Have I been an a*@hole?
A young girlfriend emailed me last summer asking for advice about what she should do with her life, whether she should stop doing “random, crazy things and settle down and start a career and take a desk job.” I had just landed in Portland, having spent the previous weeks in Hawaii writing and surfing, when I received her text message. I dashed off a quick “NEVER” and told her I’d write more later. I pondered the question for a week, during which I experienced the complete breadth of human emotion having met a man who would change the course of my life and spending time with my father from whom I’d been estranged for nine years, and during which I imagined the possibility of my imminent death and planned my funeral with playlists and poetry, before I responded with a lengthy, rambling email urging her to stop wasting time worrying about what anyone thinks she should be doing with her life and go do the things that make her happy. I concluded with this:
You don’t need me to tell you what to do. There is no one answer anyway. Trust your heart, love fiercely, hug harder, and don’t be an asshole (to yourself included), and be kind and generous (to yourself included), and be in love with the world. And let the world love you back. (I have a hard time with that last one.)
I wrote that bit of advice during a time when my own life was in drastic flux and in the midst of yet another self-reinvention fueled by a desire to pursue my own creative aspirations. One month later, a breast cancer diagnosis left no room for confusion about the path forward.
Now that treatment and the reconstruction process are almost done, I have been wondering how well I fared in following the advice I had imparted to my young friend. Though cancer has allowed me to excuse myself from many social and business obligations over the past year, soon I won’t have that crutch to fall back on. I have drastically downsized my business, which has given me more time to write, and I have been securing more and more freelance writing and speaking gigs, and slogging my way through writing a book. In those regards, I have fared well.

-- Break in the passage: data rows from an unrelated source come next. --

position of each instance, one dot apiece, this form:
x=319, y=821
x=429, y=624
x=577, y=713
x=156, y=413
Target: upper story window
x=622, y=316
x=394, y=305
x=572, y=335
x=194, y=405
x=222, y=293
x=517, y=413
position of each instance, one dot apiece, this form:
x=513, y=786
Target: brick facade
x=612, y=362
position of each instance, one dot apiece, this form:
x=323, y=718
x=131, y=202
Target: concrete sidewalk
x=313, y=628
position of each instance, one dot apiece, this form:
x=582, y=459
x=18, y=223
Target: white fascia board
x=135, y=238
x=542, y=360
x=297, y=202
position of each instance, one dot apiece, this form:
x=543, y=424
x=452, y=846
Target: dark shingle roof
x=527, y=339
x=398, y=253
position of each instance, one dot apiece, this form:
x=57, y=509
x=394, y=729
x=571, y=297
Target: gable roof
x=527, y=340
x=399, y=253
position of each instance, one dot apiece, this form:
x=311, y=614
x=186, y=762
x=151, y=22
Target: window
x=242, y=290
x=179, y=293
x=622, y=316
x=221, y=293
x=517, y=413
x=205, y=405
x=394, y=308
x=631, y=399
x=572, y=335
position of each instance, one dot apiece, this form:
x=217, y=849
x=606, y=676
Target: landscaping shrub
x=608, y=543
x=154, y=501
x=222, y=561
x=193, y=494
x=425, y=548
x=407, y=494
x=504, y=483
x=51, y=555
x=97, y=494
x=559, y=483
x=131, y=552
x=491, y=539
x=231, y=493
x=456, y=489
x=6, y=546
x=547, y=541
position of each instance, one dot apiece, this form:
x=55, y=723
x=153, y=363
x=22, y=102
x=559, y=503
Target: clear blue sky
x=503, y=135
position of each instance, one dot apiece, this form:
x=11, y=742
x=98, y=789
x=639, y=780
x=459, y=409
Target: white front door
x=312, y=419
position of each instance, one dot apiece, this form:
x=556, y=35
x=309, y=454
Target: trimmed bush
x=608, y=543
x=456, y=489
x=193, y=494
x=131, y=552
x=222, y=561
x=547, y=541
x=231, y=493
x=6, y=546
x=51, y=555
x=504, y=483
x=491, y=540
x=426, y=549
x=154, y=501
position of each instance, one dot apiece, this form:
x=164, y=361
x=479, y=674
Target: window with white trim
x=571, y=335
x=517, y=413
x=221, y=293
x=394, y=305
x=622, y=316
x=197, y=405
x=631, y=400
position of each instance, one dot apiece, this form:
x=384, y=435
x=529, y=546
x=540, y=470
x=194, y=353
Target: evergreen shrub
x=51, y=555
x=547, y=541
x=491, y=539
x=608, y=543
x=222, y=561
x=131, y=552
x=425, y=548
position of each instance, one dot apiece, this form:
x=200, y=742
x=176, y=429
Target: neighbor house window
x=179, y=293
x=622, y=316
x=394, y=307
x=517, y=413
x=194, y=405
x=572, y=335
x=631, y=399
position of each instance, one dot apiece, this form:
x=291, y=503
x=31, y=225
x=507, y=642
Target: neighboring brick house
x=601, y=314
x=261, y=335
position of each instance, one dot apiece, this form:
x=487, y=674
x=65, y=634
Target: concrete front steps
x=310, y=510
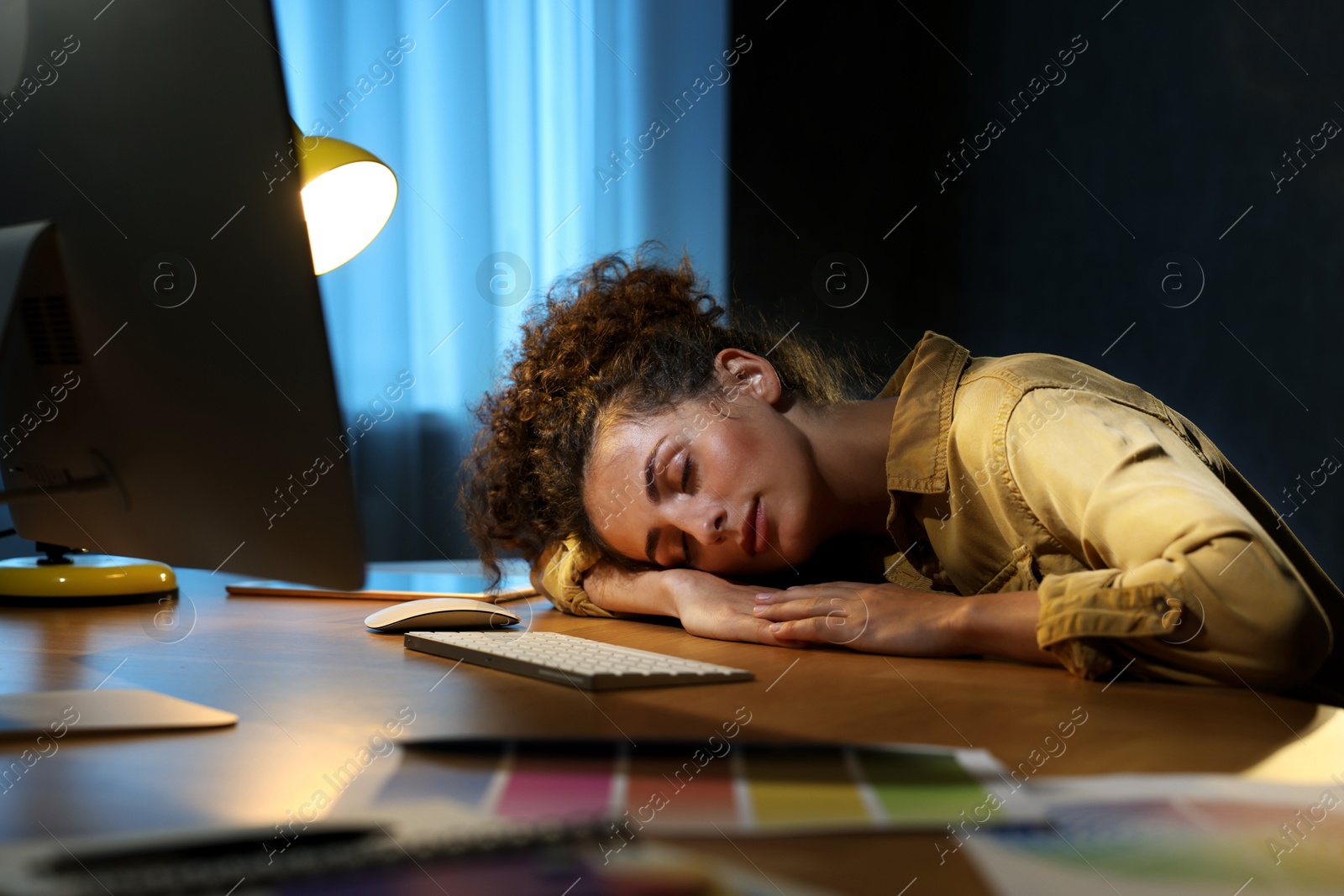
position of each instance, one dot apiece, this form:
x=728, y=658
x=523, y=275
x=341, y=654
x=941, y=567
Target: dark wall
x=1152, y=144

Have I, however, loved fiercely and hugged harder and been kind and generous and in love with the world? I have tried my best and I learned most of whatever I know from all the love and kindness and generosity that has been heaped on me.
Have I been an asshole? Yes. I have cancelled dates with girlfriends in favor of a guy who asked me out at the last minute, I have talked about people behind their backs, and I have fought dirty with loved ones by using the weapon of silence. I am reluctant, however, to confess the truly epic asshole things I have perpetrated. Too embarrassed! Let’s just say that I finally figured out that I don’t have time or mental space to be an asshole, which requires filling up limited emotional capacity with anger, resentment, and a certain amount of conniving and which leaves little room for love, kindness, generosity and ultimately joy, and makes everyone feel bad in the process. I’d rather spend the time paddle boarding or reading a good book or walking with a friend or having lunch with my niece and nephew or a thousand other things that make me happy.